A complainant’s UDRP filing should be pretty simple, if it knows what it’s doing.
John Berryhill was ready.
His client, United Marketing Group, Inc, had to prove to a WIPO panel that its domain names DoorKings.com and DKSOpeners.com were registered in good faith after DoorKing, Inc. filed a UDRP complaint.
So he dutifully explained that, as a reseller meeting certain conditions, United Marketing Group had rights or legitimate interests in the domain names.
Then something happened: the panel didn’t even consider whether his client had rights or legitimate interests. It granted United Marketing Group the victory because DoorKing’s lawyers messed up.
DoorKing failed to show that the domain names were confusingly similar to marks in which it has rights.
Berryhill was sure to point this out the panel, but a competently filed case would have no doubt overcome this.

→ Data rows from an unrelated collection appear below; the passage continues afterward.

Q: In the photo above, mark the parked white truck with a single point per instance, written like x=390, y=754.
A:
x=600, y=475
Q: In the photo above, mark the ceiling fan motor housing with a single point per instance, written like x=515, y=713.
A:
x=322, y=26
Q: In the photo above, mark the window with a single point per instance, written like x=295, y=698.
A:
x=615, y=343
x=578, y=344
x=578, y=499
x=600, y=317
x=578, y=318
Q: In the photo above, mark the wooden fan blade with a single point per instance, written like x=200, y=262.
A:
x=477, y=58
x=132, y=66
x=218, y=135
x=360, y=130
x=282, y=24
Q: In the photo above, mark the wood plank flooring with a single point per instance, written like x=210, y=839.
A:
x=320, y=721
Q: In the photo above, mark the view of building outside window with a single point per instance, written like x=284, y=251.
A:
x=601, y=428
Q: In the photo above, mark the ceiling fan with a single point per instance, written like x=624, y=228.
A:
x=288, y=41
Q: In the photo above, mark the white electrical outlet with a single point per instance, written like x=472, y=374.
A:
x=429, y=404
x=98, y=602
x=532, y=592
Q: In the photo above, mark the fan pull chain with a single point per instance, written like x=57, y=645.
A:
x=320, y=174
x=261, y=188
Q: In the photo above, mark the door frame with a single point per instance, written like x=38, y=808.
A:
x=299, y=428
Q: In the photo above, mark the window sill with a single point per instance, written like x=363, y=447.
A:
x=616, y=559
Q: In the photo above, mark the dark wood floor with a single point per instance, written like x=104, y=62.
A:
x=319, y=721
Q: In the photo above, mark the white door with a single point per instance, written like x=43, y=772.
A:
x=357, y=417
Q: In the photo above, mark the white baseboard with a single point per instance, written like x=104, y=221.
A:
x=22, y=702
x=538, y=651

DoorKing had filed trademark applications as early as the 1950s. But one of the earliest trademarks was canceled in 2000 because DoorKing failed to file its renewal. An oversight, DoorKing explained, due to change in trademark counsel.
No problem for DoorKing. It would have been pretty easy to show non-registered rights to the marks. But it didn’t. It didn’t try, probably because it didn’t understand the nuance of UDRP.
So the three person panel didn’t consider all the elements of UDRP. DoorKing failed at the first element.
And that, my friends, is why you should hire an attorney that specializes in what you’re trying to do.